Symptoms of renal artery stenosis
- continued high blood pressure (hypertension) despite taking medications to help lower it.
- decreased kidney function.
- fluid retention.
- edema (swelling), especially in your ankles and feet.
- decreased or abnormal kidney function.
- an increase of proteins in your urine.
Can you reverse renal artery stenosis?
Treatment for renal artery stenosis may involve lifestyle changes, medication and a procedure to restore blood flow to the kidneys. Sometimes a combination of treatments is the best approach. Depending on your overall health and symptoms, you may not need any specific treatment.
What are the symptoms of renal stenosis?
What is the root cause of asthma?
Exposure to various irritants and substances that trigger allergies (allergens) can trigger signs and symptoms of asthma. Asthma triggers are different from person to person and can include: Airborne allergens, such as pollen, dust mites, mold spores, pet dander or particles of cockroach waste.
Does asthma ever go away?
Asthma symptoms that start in childhood can disappear later in life. Sometimes, however, a child’s asthma goes away temporarily, only to return a few years later. But other children with asthma — particularly those with severe asthma — never outgrow it.

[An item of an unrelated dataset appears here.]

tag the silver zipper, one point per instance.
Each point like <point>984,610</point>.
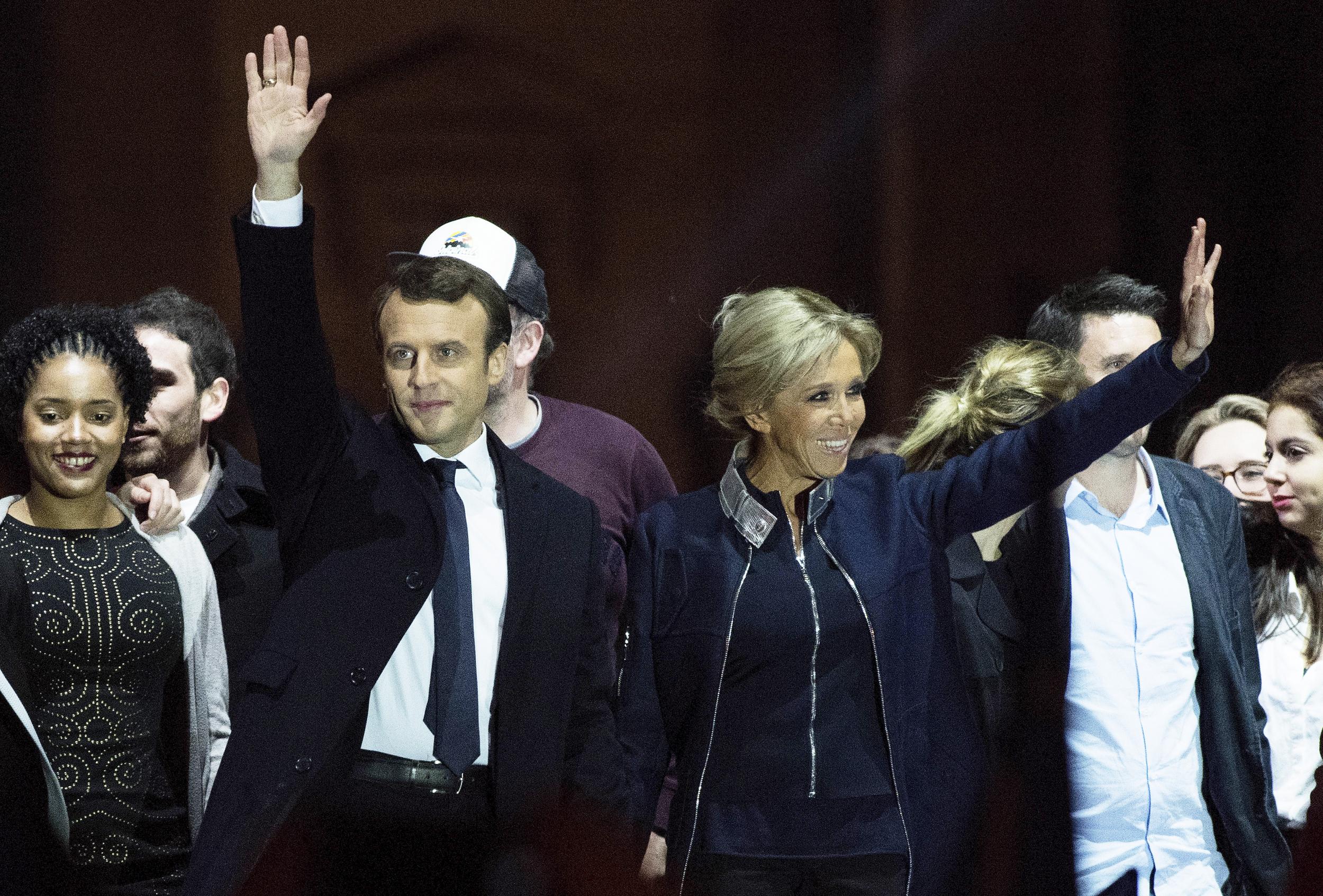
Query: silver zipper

What are the physiological benefits of asthma?
People with asthma may also notice other specific health benefits, including: improved lung function, which builds overall stamina and reduces the time that it takes for a person to feel out of breath. weight loss, which can reduce the risk of asthma attacks.
What is the difference between renovascular and renal artery stenosis?
As reviewed in Part I, renal artery stenosis (RAS) refers only to the anatomic presence of an obstructive lesion within the renal artery. This may or may not have clinical or hemodynamic significance. Renovascular hypertension (RVH) refers to hypertension that occurs as the direct physiologic result of RAS.
Is there a cure for renal artery stenosis?
If renal artery stenosis can be reversed, the patient’s hypertension can theoretically improve. However, it is important to note that the presence of a detectable stenosis that can be treated with angioplasty or surgical intervention does not ensure a cure for all patients.
Can a catheter angiography diagnose renal artery stenosis?
Because the most common cause of renovascular hypertension is renal artery stenosis, renal arteriography is the gold standard diagnostic modality. However, catheter angiography is invasive, costly, and time-consuming, and it can lead to complications such as renal artery dissection or cholesterol embolization.
Can a digital subtraction flush show renal artery stenosis?
Renal artery stenosis/renovascular hypertension. Digital subtraction flush aortogram in an 83-year-old mildly hypertensive man shows complete occlusion of the left renal artery; only a stub of the artery is visualized. Note the diffuse aortic atheroma.